### See a field only on a complex boundary

thanks in advance for the help.

I want to simulate a flow around a complex 3D geometry, in particular a car mirror. I solved a the Navier-Stokes equation on a complex 3D geometry:

and I get the solution:

In my Fenics code I defined the boundary condition as follow:

#set boundaries

class Inlet(SubDomain):

def inside(self, x, on_boundary):

return on_boundary and abs(x[0]-x_min) < DOLFIN_EPS

class Outlet(SubDomain):

def inside(self, x, on_boundary):

return on_boundary and abs(x[0] - x_max) < DOLFIN_EPS

class Walls(SubDomain):

def inside(self, x, on_boundary):

return on_boundary and \

(abs(x[1] - y_max) < DOLFIN_EPS or abs(x[2] - z_min) < DOLFIN_EPS or abs(x[2] - z_max) < DOLFIN_EPS)

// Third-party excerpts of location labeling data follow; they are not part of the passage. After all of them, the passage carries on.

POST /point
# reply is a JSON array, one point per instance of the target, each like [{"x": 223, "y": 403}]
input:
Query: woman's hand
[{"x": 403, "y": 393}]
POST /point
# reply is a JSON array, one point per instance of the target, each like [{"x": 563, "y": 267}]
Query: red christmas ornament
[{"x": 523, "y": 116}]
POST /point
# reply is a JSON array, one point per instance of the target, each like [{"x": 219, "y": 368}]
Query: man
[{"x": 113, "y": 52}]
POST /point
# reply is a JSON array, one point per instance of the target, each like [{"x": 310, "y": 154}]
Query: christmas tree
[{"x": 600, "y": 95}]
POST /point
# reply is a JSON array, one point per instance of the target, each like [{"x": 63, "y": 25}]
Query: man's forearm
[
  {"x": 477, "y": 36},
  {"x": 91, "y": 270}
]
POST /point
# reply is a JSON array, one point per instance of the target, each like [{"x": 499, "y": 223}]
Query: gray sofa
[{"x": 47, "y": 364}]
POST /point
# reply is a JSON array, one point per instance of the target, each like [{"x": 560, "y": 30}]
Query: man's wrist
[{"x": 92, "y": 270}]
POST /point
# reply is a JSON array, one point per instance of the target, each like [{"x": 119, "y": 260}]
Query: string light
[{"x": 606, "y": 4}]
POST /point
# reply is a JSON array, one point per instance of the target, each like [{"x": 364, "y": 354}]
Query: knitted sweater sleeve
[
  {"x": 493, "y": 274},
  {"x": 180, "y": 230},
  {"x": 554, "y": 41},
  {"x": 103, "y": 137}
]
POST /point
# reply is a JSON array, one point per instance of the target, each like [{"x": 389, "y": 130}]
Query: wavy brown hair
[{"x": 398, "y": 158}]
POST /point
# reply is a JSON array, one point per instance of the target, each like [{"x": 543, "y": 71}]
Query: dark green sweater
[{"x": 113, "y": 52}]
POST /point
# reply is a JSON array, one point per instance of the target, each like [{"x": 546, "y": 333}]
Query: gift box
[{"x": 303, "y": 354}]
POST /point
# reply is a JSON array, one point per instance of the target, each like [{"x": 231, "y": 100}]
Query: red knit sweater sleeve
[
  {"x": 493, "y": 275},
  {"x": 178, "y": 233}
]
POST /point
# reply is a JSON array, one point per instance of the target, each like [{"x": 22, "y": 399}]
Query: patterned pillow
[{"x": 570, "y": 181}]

class AllBoundary(SubDomain):

def inside(self, x, on_boundary):

return on_boundary

boundaries = FacetFunction("size_t", mesh)

boundaries.set_all(0)

circle_ID = 4 # this will mark all the boundary, but it will be overwritten later

circle = AllBoundary()

circle.mark(boundaries, circle_ID)

walls_ID = 1

walls = Walls()

walls.mark(boundaries, walls_ID)

outlet_ID = 2

outlet = Outlet()

outlet.mark(boundaries, outlet_ID)

inlet_ID = 3

inlet = Inlet()

inlet.mark(boundaries, inlet_ID)

Now I want to see into paraview the pressure distribution only on the object (the mirror). The paraview commands don't seem to allow this operation. Is there a way to make this kind of plot?

Thank you very much for the help.

M Pesarin

### 2 Answers

```
from fenics import *
mesh = UnitCubeMesh(10, 10, 10)
mesh_markers = FacetFunction("size_t", mesh, 0)
bottom = CompiledSubDomain('on_boundary && near(x[2], 0.0)')
bottom.mark(mesh_markers, 4)
bmesh = BoundaryMesh(mesh, 'exterior')
cellmap = bmesh.entity_map(2)
bmesh_markers = CellFunction("size_t", bmesh, 0)
for c in cells(bmesh):
if mesh_markers[cellmap[c.index()]] == 4:
bmesh_markers[c] = 1
smesh = SubMesh(bmesh, bmesh_markers, 1)
plot(smesh, interactive=True)
```

If you have the degrees of freedom marked on the mirror, you can extract the boundary mesh using "fenics::BoundaryMesh()". With this in hand, create a P1 FunctionSpace defined over this mesh, then use "fenics::LagrangeInterpolator()" to interpolate the 3D data onto the 2D mesh. Then just save the 2D Function:

```
from fenics import *
mesh = UnitCubeMesh(20,20,20)
Q = FunctionSpace(mesh, 'CG', 1)
code = 'pow(x[0], 2) + pow(x[1], 2) + pow(x[2], 2)'
u_from = interpolate(Expression(code, degree=1), Q)
bmesh = BoundaryMesh(mesh, 'exterior')
cellmap = bmesh.entity_map(2)
pb = CellFunction("size_t", bmesh, 0)
for c in cells(bmesh):
if Facet(mesh, cellmap[c.index()]).normal().z() > 1e-3:
pb[c] = 1
submesh = SubMesh(bmesh, pb, 1)
Q_bmsh = FunctionSpace(bmesh, 'CG', 1)
u_to = Function(Q_bmsh)
lg = LagrangeInterpolator()
lg.interpolate(u_to, u_from)
File('u_to.pvd') << u_to
```

Here, just the top of the domain is extracted for example. You can use your own FacetFunction or whatever else to define "bmsh".
We solved successfully the problem.

M Pesarin

Did Adam's answer solve your problem? Cause i am facing the same issue... i am trying to extract the values of my solution on different subdomains in fenics. Unfortunately submesh is not working in parallel yet... and despite the fact that Adam's answer seems really helpful, it is not convenient when solving in parallel. Thank you all for your effort anyways.